Stundenlohn von 3,40 Euro ist sittenwidrig
LAG Berlin-Brandenburg 20.4.2016, 15 Sa 2258/15Die Arbeitnehmerin A. war seit 2001 für die beklagte Pizzeria aus dem östlichen Brandenburg als Auslieferungsfahrerin tätig. Vereinbart war eine bedarfsabhängige Arbeitszeit zwischen 35 und 40 Stunden im Monat. Hierfür erhielt A. eine Vergütung von 136 Euro pro Monat, was einem Stundenlohn von 3,40 Euro entspricht.
Das klagende Jobcenter zahlte A. von 2011 bis 2014 Leistungen zur Grundsicherung. Es war der Auffassung, dass die Vergütung sittenwidrig niedrig sei. Bei Zahlung der üblichen Vergütung wären geringere Leistungen an Grundsicherung angefallen, weshalb die Beklagte diese Differenz zu erstatten habe.
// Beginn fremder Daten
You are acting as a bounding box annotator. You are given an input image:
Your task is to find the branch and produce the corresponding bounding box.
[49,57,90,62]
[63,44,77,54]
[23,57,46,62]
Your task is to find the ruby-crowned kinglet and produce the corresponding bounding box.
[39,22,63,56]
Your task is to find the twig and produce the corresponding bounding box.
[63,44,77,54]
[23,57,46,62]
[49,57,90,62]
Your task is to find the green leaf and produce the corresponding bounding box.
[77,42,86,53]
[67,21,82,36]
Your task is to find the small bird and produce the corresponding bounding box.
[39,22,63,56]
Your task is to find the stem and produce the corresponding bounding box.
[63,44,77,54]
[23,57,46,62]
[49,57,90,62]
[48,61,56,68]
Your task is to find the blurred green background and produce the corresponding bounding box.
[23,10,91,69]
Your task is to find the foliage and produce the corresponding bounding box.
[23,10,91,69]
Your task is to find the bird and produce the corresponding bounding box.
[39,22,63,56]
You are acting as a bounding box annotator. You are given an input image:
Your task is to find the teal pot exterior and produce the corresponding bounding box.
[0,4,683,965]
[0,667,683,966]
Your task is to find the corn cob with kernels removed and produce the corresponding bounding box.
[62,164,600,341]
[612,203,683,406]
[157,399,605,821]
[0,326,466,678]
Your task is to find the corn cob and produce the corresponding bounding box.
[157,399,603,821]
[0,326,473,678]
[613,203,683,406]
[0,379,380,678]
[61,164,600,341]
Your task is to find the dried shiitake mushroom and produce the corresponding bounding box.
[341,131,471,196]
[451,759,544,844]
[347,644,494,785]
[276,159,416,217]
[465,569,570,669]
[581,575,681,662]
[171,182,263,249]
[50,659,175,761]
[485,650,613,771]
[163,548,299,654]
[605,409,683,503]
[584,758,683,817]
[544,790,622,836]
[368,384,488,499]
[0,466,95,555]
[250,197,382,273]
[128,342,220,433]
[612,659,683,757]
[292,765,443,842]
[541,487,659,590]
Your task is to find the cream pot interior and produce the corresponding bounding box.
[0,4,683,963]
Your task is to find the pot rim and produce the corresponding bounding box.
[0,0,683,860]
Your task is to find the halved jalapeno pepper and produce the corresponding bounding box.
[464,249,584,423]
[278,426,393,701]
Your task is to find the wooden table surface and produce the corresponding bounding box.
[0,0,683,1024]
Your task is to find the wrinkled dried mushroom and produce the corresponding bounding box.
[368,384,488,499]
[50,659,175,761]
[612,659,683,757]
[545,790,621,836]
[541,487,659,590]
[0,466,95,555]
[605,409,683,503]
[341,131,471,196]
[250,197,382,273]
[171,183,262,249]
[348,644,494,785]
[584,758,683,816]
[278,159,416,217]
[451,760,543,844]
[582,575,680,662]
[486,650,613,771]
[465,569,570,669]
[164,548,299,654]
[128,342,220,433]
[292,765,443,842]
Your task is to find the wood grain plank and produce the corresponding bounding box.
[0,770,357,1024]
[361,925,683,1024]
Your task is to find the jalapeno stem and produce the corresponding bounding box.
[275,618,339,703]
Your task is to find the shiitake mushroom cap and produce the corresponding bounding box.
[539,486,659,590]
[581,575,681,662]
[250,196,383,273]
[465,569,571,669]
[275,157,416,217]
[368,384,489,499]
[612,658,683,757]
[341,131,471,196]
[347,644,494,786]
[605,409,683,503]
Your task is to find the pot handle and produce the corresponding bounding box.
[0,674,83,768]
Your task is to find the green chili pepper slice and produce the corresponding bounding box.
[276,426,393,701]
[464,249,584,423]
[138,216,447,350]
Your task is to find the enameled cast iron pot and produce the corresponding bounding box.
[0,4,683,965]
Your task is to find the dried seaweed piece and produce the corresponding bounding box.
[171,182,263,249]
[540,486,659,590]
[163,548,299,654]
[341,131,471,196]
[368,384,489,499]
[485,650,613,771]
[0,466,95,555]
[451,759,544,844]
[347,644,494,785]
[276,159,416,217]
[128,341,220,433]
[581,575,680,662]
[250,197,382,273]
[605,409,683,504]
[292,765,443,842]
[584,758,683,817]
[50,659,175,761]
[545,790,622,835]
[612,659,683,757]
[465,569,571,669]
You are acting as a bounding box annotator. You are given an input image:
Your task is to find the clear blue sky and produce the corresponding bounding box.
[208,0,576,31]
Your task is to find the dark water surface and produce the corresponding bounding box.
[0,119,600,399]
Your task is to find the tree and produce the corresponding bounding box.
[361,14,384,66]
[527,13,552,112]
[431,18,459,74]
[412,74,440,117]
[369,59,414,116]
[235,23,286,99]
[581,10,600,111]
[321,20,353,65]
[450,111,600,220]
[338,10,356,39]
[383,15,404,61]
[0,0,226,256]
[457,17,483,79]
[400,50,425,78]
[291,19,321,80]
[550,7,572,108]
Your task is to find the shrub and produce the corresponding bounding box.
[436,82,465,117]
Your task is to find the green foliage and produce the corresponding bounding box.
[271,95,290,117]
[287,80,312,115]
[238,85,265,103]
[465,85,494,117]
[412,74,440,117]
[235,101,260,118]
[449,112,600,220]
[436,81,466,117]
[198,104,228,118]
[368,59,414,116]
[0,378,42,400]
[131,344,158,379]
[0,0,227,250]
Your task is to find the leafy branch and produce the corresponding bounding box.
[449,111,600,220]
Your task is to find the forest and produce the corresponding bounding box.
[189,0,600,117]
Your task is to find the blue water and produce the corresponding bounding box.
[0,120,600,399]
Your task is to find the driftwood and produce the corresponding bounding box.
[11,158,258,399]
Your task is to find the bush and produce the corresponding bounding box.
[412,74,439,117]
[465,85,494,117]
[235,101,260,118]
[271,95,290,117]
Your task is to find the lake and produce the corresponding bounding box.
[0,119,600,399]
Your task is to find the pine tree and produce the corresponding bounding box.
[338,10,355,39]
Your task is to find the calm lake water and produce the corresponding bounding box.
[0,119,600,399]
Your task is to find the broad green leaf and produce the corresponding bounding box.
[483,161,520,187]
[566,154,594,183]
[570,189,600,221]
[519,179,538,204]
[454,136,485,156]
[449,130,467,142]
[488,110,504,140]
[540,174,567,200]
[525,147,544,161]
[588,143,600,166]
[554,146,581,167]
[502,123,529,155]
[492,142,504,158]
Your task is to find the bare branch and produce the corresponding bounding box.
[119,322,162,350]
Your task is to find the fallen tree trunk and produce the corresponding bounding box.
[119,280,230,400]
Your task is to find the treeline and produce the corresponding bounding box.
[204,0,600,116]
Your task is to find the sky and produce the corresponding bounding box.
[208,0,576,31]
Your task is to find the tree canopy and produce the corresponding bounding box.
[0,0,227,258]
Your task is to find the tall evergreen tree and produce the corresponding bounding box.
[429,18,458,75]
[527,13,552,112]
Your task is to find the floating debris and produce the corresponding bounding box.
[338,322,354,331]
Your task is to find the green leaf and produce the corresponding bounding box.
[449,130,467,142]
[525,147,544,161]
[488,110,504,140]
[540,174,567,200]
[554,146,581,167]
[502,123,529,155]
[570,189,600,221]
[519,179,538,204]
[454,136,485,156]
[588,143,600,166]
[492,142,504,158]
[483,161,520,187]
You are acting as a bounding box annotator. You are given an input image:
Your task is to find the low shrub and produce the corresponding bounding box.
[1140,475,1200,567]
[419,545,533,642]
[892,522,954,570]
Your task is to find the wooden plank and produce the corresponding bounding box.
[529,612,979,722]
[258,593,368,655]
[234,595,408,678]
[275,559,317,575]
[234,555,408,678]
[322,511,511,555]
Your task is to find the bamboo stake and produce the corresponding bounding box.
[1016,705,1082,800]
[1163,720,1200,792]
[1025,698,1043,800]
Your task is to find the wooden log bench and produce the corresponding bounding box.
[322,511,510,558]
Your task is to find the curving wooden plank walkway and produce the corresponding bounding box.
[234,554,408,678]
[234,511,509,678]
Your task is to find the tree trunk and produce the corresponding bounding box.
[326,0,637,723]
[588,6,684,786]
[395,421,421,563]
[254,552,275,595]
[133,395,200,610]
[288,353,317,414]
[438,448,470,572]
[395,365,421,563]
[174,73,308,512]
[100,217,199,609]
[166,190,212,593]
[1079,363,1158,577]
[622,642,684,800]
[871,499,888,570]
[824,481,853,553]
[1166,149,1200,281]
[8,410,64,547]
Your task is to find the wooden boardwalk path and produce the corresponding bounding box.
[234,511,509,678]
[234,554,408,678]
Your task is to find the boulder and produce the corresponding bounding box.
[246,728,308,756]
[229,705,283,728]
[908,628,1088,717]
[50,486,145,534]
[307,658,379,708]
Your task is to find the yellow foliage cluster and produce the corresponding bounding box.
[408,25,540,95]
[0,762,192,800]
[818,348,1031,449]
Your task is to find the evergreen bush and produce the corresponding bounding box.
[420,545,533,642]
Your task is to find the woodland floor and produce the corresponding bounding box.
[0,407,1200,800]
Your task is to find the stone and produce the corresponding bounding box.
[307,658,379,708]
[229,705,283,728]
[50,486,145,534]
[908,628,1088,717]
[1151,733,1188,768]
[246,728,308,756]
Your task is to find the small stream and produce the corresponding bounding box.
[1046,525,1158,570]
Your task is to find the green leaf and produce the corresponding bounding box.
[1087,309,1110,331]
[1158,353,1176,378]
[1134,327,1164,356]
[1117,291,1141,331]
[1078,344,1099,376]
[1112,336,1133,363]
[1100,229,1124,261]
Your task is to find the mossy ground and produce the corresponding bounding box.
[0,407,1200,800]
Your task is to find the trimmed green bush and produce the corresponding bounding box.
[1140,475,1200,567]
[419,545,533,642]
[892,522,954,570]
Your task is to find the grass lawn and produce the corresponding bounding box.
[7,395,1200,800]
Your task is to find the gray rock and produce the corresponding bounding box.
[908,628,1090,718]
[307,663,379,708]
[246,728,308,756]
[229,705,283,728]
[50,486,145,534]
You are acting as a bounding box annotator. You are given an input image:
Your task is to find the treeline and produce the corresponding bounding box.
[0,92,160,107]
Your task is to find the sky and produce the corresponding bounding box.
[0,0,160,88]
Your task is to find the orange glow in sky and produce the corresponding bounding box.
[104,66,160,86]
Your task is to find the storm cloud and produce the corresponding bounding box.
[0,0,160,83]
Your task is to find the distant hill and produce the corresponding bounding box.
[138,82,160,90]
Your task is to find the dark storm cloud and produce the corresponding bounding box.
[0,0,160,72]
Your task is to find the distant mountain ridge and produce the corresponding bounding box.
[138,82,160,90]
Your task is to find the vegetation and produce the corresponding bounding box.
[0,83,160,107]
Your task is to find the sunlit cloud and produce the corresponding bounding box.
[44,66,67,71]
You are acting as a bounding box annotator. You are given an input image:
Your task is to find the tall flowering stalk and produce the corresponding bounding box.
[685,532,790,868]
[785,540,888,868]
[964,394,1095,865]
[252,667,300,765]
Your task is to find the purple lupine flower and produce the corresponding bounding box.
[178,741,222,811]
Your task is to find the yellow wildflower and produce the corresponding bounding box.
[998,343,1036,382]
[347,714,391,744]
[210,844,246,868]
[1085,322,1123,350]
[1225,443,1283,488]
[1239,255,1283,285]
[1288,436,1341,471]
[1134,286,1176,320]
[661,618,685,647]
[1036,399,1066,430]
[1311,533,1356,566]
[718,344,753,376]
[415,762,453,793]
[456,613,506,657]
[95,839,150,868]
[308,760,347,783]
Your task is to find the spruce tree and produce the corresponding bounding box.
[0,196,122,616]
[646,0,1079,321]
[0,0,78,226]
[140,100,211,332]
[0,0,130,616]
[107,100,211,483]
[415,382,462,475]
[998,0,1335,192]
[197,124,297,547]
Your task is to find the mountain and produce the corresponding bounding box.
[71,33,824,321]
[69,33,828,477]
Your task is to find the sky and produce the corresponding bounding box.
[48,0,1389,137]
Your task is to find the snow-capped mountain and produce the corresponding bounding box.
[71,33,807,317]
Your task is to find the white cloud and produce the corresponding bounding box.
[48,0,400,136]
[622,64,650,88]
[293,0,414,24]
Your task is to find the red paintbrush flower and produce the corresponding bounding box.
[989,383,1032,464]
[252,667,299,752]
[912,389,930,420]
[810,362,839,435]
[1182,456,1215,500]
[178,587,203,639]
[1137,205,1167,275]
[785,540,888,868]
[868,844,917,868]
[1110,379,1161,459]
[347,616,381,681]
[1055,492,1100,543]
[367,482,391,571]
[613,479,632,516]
Das LAG gab der Klage i.H.v. 5.744,18 Euro statt.
Die Gründe:
Der Kläger hat gegen die Beklagte aus übergegangenem Recht einen Anspruch auf Zahlung der Differenz zwischen der geleisteten und der in der Region für die Tätigkeit eines Auslieferungsfahrers üblichen Vergütung.
Der tatsächlich gezahlte Stundenlohn von 3,40 Euro stellt einen "Hungerlohn" dar. Selbst bei unterstellter Vollzeittätigkeit könnte die Arbeitnehmerin von dem Einkommen ihren Lebensunterhalt nicht bestreiten. Die Vereinbarung eines solchen "Hungerlohns" ist sittenwidrig und damit gem. § 138 Abs. 1 BGB unwirksam.
An die Stelle der unwirksamen Vergütungsvereinbarung tritt ein Anspruch auf die übliche Vergütung. Diese ergibt sich hier aus den Feststellungen des statistischen Landesamtes. Danach ist der Kläger für das Jahr 2011 zutreffend von einem Stundenlohn von 6,77 Euro ausgegangen, der sich bis zum Jahr 2014 auf 9,74 Euro gesteigert hat. Ob sich eine Sittenwidrigkeit daneben auch aus Wertungen der Europäischen Sozialcharta ergeben kann, konnte hier dahinstehen.
Der Hintergrund:
Derartige Fälle extremer Unterbezahlung dürften der Vergangenheit angehören, da seit dem 1.1.2015 ein gesetzlicher Mindestlohn gilt. Aktuell beläuft sich der Mindeststundenlohn gem. § 1 Abs. 2 MiLoG auf 8,50 Euro brutto pro Stunde.